Getty Steph Curry celebrates a playoff win over the Portland Trail Blazers.

A unique connection exists between Steph Curry, star point guard of the Golden State Warriors, and Zaila Avant-Garde, a 14-year-old prodigy across multiple fields already rising to national fame.

On Thursday, July 8, the Louisiana teenager won the Scripps Spelling National Spelling Bee, an annual event televised nationally on ESPN’s family of networks. After her victory, Avant-Garde smiled wide and twirled happily about the stage under a cascade of celebratory confetti.

Afterwards, she got a shout out from Curry on social media.

“Keep changing the game Zaila!!!!!” Curry posted to Twitter the day following her victory.

But it wasn’t the first time Avant-Garde had occasion to interact with the Warriors superstar point guard, and the Spelling Bee victory is only guaranteed to make the top-5 list on the prodigy’s already impressive slate of accomplishments.


Zaila’s Curry Connection Started With Basketball

Damian Lillard

GettySteph Curry drives past Damian Lillard in a 2019 game.

Avant-Garde first met Curry when she appeared in an Under Armour commercial with the Warriors’ star advertising his “Curry 5” basketball sneaker.

The Instagram post she made following the filming of the commercial indicates that Avant-Garde, an impressive basketball player in her own right, has always been a fan of Curry’s. In fact, he is her favorite NBA player. And when you look into her personal basketball history, that makes a lot of sense.

The 8th grader first rose to prominence by setting three Guinness world records for dribbling multiple basketballs simultaneously. Her handle is already ridiculously advanced, a trait she shares with Curry, whose ability to control the basketball is arguably second among his advanced skill set behind only how well he shoots the rock.

“Basketball, I’m not just playing it. I’m really trying to go somewhere with it,” Avant-Garde told the Associated Press in an interview after becoming the first African-American winner of the Scripps National Spelling Bee. “Basketball is what I do. Spelling is really a side thing I do. It’s like a little hors d’oeuvre.
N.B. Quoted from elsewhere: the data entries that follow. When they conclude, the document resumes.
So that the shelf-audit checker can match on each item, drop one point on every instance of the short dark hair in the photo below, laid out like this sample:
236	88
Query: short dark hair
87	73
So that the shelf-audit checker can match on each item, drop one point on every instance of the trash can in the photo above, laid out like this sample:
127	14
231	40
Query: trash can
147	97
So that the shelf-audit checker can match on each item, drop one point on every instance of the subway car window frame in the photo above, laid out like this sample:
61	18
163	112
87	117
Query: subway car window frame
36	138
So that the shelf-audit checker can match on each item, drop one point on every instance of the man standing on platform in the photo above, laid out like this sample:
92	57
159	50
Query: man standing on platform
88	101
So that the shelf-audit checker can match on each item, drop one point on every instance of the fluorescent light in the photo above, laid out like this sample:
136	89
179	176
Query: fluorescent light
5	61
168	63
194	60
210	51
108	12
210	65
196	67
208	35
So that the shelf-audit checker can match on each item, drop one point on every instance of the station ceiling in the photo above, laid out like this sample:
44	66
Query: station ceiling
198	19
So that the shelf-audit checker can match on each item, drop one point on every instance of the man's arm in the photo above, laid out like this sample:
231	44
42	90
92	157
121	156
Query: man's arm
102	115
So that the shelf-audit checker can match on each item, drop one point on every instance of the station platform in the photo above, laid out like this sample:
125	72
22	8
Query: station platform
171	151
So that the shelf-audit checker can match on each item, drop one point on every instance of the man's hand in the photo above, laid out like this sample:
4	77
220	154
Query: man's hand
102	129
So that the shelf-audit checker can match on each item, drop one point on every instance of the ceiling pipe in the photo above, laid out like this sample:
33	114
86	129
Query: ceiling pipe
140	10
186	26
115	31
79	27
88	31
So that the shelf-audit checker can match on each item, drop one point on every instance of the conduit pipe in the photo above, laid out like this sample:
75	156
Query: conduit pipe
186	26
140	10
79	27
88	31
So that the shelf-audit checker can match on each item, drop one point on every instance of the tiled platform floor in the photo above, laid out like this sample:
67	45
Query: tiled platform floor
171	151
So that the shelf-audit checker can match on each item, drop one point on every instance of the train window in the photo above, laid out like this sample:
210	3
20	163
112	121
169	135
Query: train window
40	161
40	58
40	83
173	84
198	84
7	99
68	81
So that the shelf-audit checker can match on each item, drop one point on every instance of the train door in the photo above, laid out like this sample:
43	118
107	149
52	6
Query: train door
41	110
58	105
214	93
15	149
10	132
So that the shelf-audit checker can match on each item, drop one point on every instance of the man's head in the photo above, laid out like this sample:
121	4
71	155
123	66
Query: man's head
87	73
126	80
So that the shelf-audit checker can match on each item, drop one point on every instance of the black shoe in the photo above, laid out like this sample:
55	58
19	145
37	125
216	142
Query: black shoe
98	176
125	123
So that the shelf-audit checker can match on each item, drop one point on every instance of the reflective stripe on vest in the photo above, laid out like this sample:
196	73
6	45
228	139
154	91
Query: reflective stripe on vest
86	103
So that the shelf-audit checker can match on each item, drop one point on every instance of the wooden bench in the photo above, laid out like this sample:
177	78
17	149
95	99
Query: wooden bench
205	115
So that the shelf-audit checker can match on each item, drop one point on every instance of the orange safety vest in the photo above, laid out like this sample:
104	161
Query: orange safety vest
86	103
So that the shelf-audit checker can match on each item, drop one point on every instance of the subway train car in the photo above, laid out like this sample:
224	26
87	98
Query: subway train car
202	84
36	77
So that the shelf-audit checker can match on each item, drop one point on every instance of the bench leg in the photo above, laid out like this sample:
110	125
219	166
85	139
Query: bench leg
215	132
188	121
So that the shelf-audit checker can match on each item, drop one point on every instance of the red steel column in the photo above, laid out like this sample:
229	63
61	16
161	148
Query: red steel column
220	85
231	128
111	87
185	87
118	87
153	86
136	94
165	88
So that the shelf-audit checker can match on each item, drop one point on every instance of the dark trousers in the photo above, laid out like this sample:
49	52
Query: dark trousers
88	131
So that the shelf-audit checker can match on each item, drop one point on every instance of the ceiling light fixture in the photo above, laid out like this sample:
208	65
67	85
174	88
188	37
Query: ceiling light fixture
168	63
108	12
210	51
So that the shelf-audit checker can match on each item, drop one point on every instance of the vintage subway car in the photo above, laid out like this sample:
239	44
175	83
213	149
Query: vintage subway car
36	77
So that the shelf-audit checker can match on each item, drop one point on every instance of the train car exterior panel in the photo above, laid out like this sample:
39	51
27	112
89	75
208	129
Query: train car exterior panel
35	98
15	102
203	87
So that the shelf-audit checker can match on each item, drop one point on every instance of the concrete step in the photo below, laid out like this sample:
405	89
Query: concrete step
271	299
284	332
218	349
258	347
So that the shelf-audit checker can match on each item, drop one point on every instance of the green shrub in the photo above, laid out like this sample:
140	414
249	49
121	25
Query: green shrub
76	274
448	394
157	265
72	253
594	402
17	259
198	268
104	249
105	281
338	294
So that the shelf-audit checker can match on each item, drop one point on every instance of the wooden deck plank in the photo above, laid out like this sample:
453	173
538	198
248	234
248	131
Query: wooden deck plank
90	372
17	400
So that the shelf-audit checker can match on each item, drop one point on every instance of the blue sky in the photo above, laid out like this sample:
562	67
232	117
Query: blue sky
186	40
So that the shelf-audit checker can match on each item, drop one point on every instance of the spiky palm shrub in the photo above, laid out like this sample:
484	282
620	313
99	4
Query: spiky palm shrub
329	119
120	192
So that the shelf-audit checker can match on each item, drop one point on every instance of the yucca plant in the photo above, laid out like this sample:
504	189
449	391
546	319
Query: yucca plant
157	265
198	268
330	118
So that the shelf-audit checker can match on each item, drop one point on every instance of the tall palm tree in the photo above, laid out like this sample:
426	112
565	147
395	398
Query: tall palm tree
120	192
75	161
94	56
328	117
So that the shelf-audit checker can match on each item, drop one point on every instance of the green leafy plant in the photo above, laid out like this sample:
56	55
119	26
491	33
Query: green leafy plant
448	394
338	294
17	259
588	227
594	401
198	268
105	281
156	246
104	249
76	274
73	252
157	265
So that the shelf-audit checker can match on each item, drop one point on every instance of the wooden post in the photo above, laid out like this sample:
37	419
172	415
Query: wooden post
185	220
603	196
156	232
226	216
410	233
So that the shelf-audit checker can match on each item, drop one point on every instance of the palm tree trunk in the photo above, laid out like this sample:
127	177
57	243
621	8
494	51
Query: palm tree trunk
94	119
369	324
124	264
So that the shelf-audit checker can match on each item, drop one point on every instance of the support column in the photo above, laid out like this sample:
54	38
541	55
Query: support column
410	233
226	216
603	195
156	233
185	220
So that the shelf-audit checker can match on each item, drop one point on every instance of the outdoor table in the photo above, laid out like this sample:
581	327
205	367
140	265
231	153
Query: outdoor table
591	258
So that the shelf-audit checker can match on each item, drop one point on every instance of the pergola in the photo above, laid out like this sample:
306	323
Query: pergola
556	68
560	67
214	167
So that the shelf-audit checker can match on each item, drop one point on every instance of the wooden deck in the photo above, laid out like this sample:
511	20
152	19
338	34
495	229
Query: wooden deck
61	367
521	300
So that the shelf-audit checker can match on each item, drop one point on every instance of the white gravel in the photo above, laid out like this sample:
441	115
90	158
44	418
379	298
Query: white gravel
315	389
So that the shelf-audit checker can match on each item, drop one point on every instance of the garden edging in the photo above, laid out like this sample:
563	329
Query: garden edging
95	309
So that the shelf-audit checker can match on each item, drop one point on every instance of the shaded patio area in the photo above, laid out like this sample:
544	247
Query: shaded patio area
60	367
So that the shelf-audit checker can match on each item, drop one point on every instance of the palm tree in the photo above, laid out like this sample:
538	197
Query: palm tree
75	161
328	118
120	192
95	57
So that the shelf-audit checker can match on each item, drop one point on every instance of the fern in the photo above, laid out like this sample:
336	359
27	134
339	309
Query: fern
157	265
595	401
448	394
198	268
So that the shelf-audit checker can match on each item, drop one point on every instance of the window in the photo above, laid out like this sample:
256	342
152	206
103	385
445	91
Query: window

But basketball’s like the main dish.”


wnba salaries

GettyWestern Conference All-Stars Sue Bird of the Seattle Storm, Maya Moore of the Minnesota Lynx and Brittney Griner.

Basketball is Avant-Garde’s future. She said she hopes to one day play in the WNBA, or perhaps become a coach in the NBA, where women have already achieved high-ranking assistant coach positions and are beginning to get interviews for head coaching jobs.

Avant-Garde spent little time basking in her victory Thursday, telling the Associated Press immediately after that she was, in a sense, retiring from spelling.

“I kind of thought I would never be into spelling again, but I’m also happy that I’m going to make a clean break from it,” she said. “I can go out, like my Guinness world records, just leave it right there and walk off.”

Her brief spelling career, which started only three years ago, shows the depth and breadth of talent Avant-Garde possesses. After losing in the early rounds of the national competition in 2019, she said she began to take spelling more seriously. She started training with a Yale student, Cole Shafer-Ray, who recognized her genius immediately.

“Usually to be as good as Zaila, you have to be well-connected in the spelling community. You have to have been doing it for many years,” Shafer-Ray said in an interview with ESPN. “It was like a mystery, like, ‘Is this person even real?'”

“She really just had a much different approach than any speller I’ve ever seen. She basically knew the definition of every word that we did, like pretty much verbatim,” Shafer-Ray continued. “She knew not just the word, but the story behind the word, why every letter had to be that letter and couldn’t be anything else.”

Avant-Garde appears to possess the same inherent acumen and dedicated work ethic where her primary passion, basketball, is concerned. And if that continues to prove the case, then while her spelling career may be winding down, her accomplishments on the court are only just beginning.